What Should You Do When the Thrift Saving Plan Tanks?

Financial Planning Aubrey Lovegrove

What Should You Do When the Thrift Saving Plan Tanks?


The Stock Market’s fluctuations have left everyone in shock. Lots of rumors and predictions around the world are spreading, but one thing about these market predictions is sure that the boom and it will bust, but no one knows when it will happen.

We can guarantee that most of the investors believe that taking your stocks to banks and selling them is the easiest part these days.

This is a bit trickier and a lot more complicated and unpredictable when the market will rise. Most professionals say it can’t be done.

Most of the professionals and experts have been guessing that the past 11 years of a booming stock market wouldn’t last long. They warned everyone that the stock market goes through a significant correction, regularly reporting a 20% or more drop in the stock. The latest stock reports from March 2009 to March 2020 shocked everyone. And the way the market was affected by the virus that came from China, certainly wasn’t expected.

The question remains in our hearts: What will happen next? Do you think the dropping stock market is an opportunity to buy stocks? Are all stocks on sale? Is this something like a Great Recession, when stocks dropped and will rise at a recorded pace? Or this is something different than what you’re thinking?
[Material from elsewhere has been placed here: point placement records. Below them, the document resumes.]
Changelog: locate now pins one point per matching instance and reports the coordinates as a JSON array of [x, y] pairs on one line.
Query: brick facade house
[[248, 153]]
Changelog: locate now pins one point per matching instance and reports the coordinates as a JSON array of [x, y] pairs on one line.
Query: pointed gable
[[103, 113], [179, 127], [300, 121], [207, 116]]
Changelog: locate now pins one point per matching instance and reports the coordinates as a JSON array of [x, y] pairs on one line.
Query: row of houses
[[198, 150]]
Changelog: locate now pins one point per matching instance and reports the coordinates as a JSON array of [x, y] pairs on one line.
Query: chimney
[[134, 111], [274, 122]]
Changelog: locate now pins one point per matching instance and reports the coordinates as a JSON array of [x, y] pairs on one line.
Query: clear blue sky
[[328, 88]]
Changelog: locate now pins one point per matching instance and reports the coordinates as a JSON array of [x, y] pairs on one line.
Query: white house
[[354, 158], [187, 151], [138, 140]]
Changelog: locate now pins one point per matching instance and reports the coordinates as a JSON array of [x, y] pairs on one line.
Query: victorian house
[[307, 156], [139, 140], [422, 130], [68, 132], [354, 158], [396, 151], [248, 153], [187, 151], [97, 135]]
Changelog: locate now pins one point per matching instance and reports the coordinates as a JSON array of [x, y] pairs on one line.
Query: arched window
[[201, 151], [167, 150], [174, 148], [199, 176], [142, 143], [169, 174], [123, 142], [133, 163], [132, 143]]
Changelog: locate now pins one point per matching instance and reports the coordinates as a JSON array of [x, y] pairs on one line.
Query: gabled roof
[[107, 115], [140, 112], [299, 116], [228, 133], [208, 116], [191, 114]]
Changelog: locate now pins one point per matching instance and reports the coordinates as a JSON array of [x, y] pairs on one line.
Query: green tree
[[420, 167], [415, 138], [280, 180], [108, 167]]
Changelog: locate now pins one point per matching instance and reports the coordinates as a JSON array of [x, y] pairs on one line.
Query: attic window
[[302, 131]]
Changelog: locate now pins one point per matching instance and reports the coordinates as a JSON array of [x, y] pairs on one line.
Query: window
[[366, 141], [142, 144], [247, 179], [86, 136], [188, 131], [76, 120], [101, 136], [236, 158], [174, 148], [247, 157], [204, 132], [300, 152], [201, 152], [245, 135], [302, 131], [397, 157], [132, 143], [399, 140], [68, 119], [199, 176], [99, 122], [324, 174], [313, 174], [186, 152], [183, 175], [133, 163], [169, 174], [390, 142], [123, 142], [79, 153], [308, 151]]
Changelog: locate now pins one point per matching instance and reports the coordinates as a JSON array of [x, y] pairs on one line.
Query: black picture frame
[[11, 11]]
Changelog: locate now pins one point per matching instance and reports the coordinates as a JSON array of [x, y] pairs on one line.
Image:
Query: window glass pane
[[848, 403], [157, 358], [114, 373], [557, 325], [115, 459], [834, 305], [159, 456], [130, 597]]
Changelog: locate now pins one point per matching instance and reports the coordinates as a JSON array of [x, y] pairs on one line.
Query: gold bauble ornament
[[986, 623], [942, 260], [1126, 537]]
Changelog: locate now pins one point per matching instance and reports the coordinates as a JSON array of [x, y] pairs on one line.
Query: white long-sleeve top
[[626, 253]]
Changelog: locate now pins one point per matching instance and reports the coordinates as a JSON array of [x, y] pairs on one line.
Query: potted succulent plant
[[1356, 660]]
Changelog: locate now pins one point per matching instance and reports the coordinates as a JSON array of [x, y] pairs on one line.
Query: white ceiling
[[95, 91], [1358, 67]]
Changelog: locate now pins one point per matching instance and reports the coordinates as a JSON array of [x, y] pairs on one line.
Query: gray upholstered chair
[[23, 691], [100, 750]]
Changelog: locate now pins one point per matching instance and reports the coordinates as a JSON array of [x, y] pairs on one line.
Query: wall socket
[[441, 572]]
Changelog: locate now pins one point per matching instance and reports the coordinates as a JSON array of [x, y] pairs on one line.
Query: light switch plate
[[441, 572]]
Most of the working and retired federal workers and the postal workers have a 401k plan through the federal Thrift Savings Plan. The workers working under the Civil Service Retirement System enjoy more generous indexed-to-inflation annuity for life, and for them, the Thrift Saving Plan (TSP) is a blessing. But most people don’t agree. The workers who will retire or have retired under the Federal Employees Retirement System program, the TSP account is mandatory. It will give them one-third of their retirement income in addition to Social Security benefits and their FERS annuity, not indexed-to-inflation. Over a period, this diet cost of living adjustment formula means that any normal inflation or anything over 2% will consume their FERS annuity.

There are many long-time TSP investors with account balances worth $1 million or more. Many workers come under the $500,000 to $750,000 category, before the “correction.” During this Great Recession period, thousands of them moved their money from the C, S, and I Funds into the Treasury securities G fund. Though their money was safe, its growth rate was less as compared to the rebounding stock funds. Workers with stock funds continued buying at bargain-basement sale prices brought prosperity to their accounts. There are many things that can help you decide what to do and what not to do during this time. You should consider your risk tolerance capacity, age, and the time of retirement.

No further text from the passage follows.